Dalam konsep dependency, positioning Indonesia adalah adalah cermin negara pinggiran yang kedaulatan ekonominya dipengaruhi oleh dinamika di pusat-pusat kekuatan global (Dos Santos, 1970). Implikasi ini terpotret semakin mengerikan kalau melihat kondisi di kawasan Timur Indonesia, seperti Maluku dan Papua, yang menghadapi lonjakan harga yang lebih signifikan.
Ini kompatibel dengan kerangka transaction cost economics dari Douglass North (1990) yang menegaskan bahwa ketidakpastian institusional di jalur maritim global berpotensi meningkatkan biaya transaksi secara masif. Akibatnya wilayah-wilayah kepulauan yang terjebak dalam pembangunan asimetris menjadi rentan atas setiap dentuman meriam di Selat Hormuz.
Sebagai penutup, Indonesia harus memahami bahwa dunia kini mengalami pergeseran dari logika pasar bebas menuju logika kuasa yang gelap. Imperialisme navigasi semakin menegaskan bahwa harga-harga energi yang volatile merupakan hasil dari relasi kuasa di bawah rantai komando militer. Jadi dinamika harga bukan hanya titik temu supply and demand.

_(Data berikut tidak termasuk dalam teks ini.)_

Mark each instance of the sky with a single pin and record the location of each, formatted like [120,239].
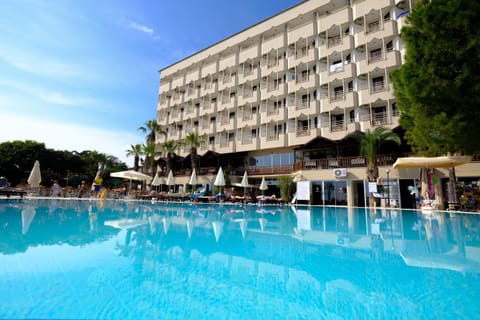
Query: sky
[84,75]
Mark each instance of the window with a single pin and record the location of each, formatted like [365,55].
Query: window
[338,93]
[375,55]
[305,99]
[378,84]
[389,46]
[352,116]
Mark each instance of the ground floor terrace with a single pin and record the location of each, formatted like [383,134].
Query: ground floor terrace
[340,181]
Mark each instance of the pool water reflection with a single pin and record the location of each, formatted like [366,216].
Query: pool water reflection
[133,260]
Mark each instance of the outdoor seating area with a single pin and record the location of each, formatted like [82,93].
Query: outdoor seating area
[8,192]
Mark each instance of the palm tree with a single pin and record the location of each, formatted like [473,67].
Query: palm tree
[152,127]
[370,142]
[169,148]
[150,152]
[193,140]
[136,151]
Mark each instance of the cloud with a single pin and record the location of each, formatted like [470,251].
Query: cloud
[141,28]
[42,65]
[68,136]
[49,96]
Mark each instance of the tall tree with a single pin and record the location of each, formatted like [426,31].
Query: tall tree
[438,87]
[151,127]
[136,150]
[150,152]
[169,149]
[193,140]
[370,143]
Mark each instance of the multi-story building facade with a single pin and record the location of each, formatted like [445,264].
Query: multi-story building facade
[315,72]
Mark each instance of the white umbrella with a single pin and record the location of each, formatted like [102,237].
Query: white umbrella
[220,179]
[157,180]
[263,185]
[170,179]
[193,178]
[132,175]
[35,176]
[244,183]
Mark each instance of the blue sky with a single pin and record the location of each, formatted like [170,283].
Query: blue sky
[83,74]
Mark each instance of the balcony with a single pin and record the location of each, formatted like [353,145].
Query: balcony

Selama harga energi masih dipengaruhi oleh moncong rudal-rudal balistik dan drone di seberang Samudra, maka ketahanan ekonomi nasional masih dihadapkan dengan ujian eksistensial. Saatnya lautan tidak lagi direduksi hanya sebagai jalur air. Laut merupakan arena kedaulatan yang harus dijaga dengan ketahanan energi domestik yang tangguh secara jangka panjang.